– Послушай, Анна, если задачи церкви и наши совпадают, давай объединим усилия.
– Мастер, разве я говорила, что задачи церкви совпадают с задачами тех, кто стоит во главе церкви?
Сажусь на хвост и обдумываю эту фразу. Двойная мораль. Одна для верхушки, другая для всех прочих. В тоталитарных структурах обычное явление. Двойное знание. Для народа и для церкви. Это что-то более редкое, но бывает. Двойной закон. Тоже не новость.
– Так что, бросить все и выращивать капусту?

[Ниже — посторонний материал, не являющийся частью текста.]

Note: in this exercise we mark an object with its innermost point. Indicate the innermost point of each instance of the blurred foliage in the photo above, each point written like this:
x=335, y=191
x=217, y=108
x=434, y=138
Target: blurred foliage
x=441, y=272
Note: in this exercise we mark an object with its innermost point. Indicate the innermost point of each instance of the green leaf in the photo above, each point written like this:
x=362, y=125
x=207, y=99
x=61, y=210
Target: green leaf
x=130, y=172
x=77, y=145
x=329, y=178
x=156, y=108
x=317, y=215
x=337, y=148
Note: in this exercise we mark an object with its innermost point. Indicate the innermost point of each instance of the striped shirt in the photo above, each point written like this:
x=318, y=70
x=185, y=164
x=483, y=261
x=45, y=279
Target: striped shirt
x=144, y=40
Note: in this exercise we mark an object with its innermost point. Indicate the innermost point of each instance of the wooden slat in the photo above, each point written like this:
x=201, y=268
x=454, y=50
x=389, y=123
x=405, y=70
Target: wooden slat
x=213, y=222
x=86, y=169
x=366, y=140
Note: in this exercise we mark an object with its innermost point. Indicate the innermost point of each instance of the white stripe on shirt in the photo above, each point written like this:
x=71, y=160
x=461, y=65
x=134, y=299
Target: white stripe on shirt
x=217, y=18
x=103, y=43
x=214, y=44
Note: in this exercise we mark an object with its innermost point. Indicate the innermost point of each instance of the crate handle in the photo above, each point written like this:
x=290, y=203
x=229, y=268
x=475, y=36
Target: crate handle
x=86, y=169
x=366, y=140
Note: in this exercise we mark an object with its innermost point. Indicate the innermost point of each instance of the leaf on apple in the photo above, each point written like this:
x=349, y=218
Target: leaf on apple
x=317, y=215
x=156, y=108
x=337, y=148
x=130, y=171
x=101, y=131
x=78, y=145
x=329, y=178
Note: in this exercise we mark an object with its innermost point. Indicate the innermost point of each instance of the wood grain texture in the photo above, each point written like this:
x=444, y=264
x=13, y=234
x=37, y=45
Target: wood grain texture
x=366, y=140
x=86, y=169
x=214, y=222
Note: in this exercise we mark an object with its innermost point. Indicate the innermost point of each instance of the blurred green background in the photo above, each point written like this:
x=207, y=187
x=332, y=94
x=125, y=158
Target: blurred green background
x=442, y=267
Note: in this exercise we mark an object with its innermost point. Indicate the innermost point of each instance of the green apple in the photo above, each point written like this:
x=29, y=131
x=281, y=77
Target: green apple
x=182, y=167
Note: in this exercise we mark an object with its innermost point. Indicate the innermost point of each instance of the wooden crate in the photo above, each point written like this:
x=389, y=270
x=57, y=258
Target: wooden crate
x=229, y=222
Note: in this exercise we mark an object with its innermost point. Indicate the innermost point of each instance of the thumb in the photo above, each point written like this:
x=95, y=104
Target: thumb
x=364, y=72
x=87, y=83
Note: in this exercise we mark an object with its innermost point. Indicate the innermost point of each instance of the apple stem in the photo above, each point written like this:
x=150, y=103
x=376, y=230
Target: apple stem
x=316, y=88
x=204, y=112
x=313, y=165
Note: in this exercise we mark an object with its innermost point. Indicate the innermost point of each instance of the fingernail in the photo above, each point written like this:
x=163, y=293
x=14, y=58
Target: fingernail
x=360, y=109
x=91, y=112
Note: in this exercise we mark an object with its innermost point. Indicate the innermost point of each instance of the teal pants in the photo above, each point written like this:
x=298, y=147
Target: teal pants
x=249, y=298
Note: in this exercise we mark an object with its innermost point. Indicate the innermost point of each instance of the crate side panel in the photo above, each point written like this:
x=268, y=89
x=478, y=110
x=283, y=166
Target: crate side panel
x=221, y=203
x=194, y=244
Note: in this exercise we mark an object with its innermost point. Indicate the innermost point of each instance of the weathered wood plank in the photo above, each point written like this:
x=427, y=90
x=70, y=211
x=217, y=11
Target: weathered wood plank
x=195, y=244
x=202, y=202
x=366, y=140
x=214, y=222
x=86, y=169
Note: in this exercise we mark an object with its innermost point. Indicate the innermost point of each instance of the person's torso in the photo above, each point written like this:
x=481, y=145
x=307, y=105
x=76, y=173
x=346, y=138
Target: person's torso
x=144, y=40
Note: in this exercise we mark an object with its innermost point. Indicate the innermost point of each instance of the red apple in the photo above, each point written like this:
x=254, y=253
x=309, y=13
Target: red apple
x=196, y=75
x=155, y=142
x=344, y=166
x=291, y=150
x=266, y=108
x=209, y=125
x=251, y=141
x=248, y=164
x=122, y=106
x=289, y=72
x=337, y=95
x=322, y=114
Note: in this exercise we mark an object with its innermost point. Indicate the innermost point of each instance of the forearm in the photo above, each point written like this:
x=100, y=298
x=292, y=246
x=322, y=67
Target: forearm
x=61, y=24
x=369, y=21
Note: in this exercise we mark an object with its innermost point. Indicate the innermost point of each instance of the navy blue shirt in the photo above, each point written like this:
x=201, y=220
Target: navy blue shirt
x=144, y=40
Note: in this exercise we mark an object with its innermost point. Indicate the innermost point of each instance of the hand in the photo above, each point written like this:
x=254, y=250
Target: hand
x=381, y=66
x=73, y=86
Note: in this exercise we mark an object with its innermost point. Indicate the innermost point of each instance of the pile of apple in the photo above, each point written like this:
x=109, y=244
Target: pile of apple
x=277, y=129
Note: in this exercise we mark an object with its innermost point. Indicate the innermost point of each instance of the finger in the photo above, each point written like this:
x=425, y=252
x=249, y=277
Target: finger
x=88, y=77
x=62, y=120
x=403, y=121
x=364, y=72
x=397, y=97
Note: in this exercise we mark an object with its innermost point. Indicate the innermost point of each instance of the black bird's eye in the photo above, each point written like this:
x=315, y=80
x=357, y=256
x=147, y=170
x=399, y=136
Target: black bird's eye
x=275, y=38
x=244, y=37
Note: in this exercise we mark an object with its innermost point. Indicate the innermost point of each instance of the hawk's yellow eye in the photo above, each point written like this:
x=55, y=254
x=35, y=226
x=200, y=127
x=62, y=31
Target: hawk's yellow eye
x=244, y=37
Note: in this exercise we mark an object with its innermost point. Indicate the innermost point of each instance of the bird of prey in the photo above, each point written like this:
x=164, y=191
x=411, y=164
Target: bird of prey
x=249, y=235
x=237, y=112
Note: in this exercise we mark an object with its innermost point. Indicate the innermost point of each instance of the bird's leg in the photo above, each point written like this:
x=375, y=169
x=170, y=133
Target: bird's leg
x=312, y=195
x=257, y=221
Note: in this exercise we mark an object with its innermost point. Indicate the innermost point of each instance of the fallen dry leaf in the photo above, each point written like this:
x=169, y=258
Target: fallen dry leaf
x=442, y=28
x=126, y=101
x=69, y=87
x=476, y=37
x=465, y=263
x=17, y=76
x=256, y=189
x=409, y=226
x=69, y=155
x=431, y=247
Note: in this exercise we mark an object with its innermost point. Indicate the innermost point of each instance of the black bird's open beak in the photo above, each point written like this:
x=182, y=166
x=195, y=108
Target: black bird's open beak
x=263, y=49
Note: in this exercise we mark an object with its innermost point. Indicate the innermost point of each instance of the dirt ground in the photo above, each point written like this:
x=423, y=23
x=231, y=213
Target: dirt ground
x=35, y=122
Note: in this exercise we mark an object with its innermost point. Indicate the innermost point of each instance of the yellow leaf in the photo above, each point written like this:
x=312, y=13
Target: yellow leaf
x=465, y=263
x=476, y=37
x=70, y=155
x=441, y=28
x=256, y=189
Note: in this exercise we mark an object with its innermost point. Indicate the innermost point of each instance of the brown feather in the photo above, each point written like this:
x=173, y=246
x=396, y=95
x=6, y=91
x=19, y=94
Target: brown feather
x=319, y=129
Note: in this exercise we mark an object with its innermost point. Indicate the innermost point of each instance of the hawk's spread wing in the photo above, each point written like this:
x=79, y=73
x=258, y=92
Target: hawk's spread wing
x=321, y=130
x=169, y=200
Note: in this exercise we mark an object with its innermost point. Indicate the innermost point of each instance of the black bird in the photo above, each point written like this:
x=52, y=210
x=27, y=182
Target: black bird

– Не знаю, Мастер. Ничего не знаю. Никогда раньше не думала о судьбе всего мира. Принимала его таким, какой он есть. Если мир повернулся ко мне задницей, я не Архимед, чтоб искать точку опоры. У меня была своя маленькая месть, я ее холила и лелеяла, остальное меня не касалось. До пятнадцати лет я никому не верила и никому была не нужна. Потом отец продал меня в бордель. От однорукой слишком мало пользы в хозяйстве. Мадам Горный Цветок начала обучение с того, что пригласила чокнутого художника и привязала меня к столу. Художник достал свои иглы и за сутки украсил мой живот драконом. Мадам была убеждена, что живопись на коже возбуждает мужчин. Когда художник кончил, меня отвязали от стола, скрутили как овцу при стрижке, и сунули в кадку с горячей водой. Говорят, от этого краски на коже становятся сочными и яркими. Так ли это, не знаю, но воспоминания остались самые яркие. Месяца через два я отказала одному извращенцу, поспорила с мадам, и опять оказалась привязанной к столу. Ты видел дракона у меня на спине. Больше я с мадам не спорила. Только передвинула Горный Цветок на первое место в своем списке, потеснив отца. Они оба меня обманули. Умерли своей смертью, пока я училась в Риме. Вскоре умер мой добрый гений и ангел-хранитель, старый магистр. Сорвавшись с тормозов, я пустилась во все тяжкие, с легкой грустью вспоминая немудреные интрижки нашего борделя. Тут мне повезло второй раз в жизни. Встретила человека, который доказал, что я ноль без палочки. В жизни нужно иметь какую-то цель. Я решила сделать карьеру. Он помогал и радовался каждому моему успеху. Больше всего на свете я хотела бы сейчас услышать его совет.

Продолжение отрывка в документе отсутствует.